We are uncertain whether skin substitutes in general make any other difference in effects as the evidence is very low certainty. Outcomes included wound infection, pain, scar quality, adverse effects of treatment and length of hospital stay.
Single studies showed contrasting low-certainty evidence. A bioengineered skin substitute may slightly reduce procedural pain (MD –4.00, 95% CI –5.05 to –2.95; 34 participants) and background pain (MD –2.00, 95% CI –3.05 to –0.95; 34 participants) compared with an unspecified antimicrobial agent. In contrast, a biological dressing (porcine Xenoderm) might slightly increase pain in superficial burns (MD 1.20, 95% CI 0.65 to 1.75; 15 participants (30 wounds)) as well as deep partial thickness burns (MD 3.00, 95% CI 2.34 to 3.66; 10 participants (20 wounds)), compared with antimicrobial agents (Physiotulle Ag (Coloplast)).

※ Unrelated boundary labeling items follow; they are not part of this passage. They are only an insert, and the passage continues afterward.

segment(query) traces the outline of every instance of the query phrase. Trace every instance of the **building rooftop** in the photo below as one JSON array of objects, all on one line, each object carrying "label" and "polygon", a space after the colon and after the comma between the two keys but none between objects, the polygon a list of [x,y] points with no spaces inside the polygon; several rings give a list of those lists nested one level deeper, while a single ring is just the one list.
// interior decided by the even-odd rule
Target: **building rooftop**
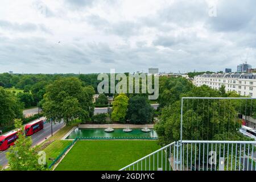
[{"label": "building rooftop", "polygon": [[243,78],[243,79],[256,79],[256,73],[212,73],[198,75],[198,77],[212,77],[212,78]]}]

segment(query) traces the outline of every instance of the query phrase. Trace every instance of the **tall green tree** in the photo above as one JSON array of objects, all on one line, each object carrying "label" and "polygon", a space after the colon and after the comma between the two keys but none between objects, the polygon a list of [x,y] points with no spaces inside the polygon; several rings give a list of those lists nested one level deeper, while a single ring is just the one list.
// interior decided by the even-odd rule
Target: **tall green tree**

Miscellaneous treatments versus miscellaneous treatments
Single studies show low to very low-certainty effects of interventions. Low-certainty evidence shows that MEBO may slightly reduce time to complete wound healing compared with saline soaked dressing (MD –1.7 days, 95% CI –3.32 to –0.08; 40 participants). In addition, a cream containing Helix Aspersa may slightly increase the proportion of wounds completely healed at 14 days compared with MEBO (RR 4.77, 95% CI 1.87 to 12.15; 43 participants). We are uncertain whether any miscellaneous treatment in the included studies makes a difference in effects for the outcomes wound infection, scar quality, pain and patient satisfaction as the evidence is low to very low-certainty.